Our mutual love for travel, musicians and animals eventually all signaled something bigger.

Felt as if we belonged together

Undoubtedly, for someone who had read the “wheel of time” saga and knew the importance of chance in the series that began our friendship, it took me a long time to realize that these coincidences showed one thing: we were perfect for each other.

We may have born 8,000 miles and a hemisphere away, but luck was directing us to each other.

We got married in 2017 in South Africa, where we live now, and we quoted the “wheel of time” At our wedding ceremony.

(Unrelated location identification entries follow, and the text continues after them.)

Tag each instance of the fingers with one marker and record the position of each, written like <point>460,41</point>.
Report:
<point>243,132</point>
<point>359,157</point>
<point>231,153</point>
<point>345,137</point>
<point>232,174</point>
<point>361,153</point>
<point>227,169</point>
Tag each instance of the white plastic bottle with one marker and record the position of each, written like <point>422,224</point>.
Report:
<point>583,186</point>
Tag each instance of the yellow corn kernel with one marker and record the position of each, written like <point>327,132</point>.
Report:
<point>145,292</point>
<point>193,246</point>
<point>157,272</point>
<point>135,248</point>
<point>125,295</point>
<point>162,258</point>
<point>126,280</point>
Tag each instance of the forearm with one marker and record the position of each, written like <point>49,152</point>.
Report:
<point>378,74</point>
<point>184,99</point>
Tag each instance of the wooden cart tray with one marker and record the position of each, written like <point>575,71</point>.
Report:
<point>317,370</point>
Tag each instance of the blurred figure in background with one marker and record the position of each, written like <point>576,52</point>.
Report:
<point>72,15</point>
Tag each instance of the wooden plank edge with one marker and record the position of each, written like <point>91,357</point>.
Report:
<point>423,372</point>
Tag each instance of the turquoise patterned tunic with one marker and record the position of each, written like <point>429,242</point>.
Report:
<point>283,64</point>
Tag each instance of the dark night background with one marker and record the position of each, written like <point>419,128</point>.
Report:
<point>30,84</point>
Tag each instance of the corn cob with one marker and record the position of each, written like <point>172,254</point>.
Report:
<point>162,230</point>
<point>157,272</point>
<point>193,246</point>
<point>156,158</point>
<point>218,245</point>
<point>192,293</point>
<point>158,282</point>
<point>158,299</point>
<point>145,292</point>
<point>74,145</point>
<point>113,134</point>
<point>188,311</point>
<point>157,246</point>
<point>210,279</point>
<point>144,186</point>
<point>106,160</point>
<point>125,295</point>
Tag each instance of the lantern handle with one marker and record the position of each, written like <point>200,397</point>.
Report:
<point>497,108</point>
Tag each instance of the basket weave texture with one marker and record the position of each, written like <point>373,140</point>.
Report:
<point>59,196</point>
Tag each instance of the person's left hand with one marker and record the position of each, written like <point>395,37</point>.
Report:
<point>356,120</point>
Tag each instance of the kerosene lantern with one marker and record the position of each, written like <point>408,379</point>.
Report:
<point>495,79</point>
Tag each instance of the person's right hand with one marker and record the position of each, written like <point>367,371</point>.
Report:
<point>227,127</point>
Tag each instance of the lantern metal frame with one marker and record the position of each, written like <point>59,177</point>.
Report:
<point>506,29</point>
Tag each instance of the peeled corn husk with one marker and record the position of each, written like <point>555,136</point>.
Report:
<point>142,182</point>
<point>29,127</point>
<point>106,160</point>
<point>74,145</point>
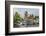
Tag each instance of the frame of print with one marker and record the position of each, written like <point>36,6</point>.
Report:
<point>24,17</point>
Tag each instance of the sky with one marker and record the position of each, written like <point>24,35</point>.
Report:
<point>21,11</point>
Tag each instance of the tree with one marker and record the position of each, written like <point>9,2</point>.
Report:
<point>26,13</point>
<point>17,17</point>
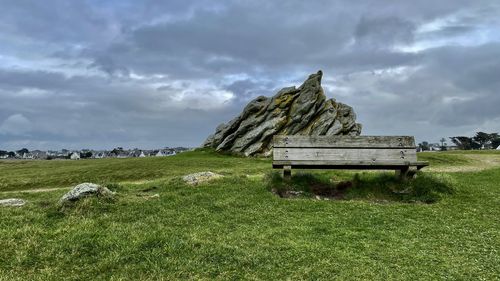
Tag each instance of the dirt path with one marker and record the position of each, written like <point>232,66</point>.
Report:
<point>35,190</point>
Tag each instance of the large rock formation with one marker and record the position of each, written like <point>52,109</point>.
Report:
<point>292,111</point>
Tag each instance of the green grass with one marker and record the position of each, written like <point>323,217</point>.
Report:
<point>234,228</point>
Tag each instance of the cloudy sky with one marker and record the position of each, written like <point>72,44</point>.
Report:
<point>101,74</point>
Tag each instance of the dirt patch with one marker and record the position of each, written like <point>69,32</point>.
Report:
<point>318,190</point>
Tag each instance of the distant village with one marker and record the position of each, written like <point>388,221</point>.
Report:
<point>118,152</point>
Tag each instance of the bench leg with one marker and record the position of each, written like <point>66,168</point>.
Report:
<point>287,173</point>
<point>406,173</point>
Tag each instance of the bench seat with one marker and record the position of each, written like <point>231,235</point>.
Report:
<point>347,152</point>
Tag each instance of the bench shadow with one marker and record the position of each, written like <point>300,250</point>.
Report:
<point>376,187</point>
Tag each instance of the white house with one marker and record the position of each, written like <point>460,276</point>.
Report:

But the strange curves of fate and synchrony have not stopped in the years we have now been together. A couple of years ago, we visited Scotland, realizing on the journey that both of our grandparents had roots in Scottish cities just two hours from one another. One of those cities also happened to be the city of the birth of the proclamation, whose song, “I will be (500 miles)”, Tayla went down the line on our wedding day years ago.

Everyone two years, I reread “Wheel of Time”, and I am again hit by the full fate of all. The random chance that I would find my future wife through a series of completely unrelated coincidences never manages to amaze me when I think about it. Some coincidences made me believe in my instincts, leave Canada, move 8,000 miles away, and find the love of my life.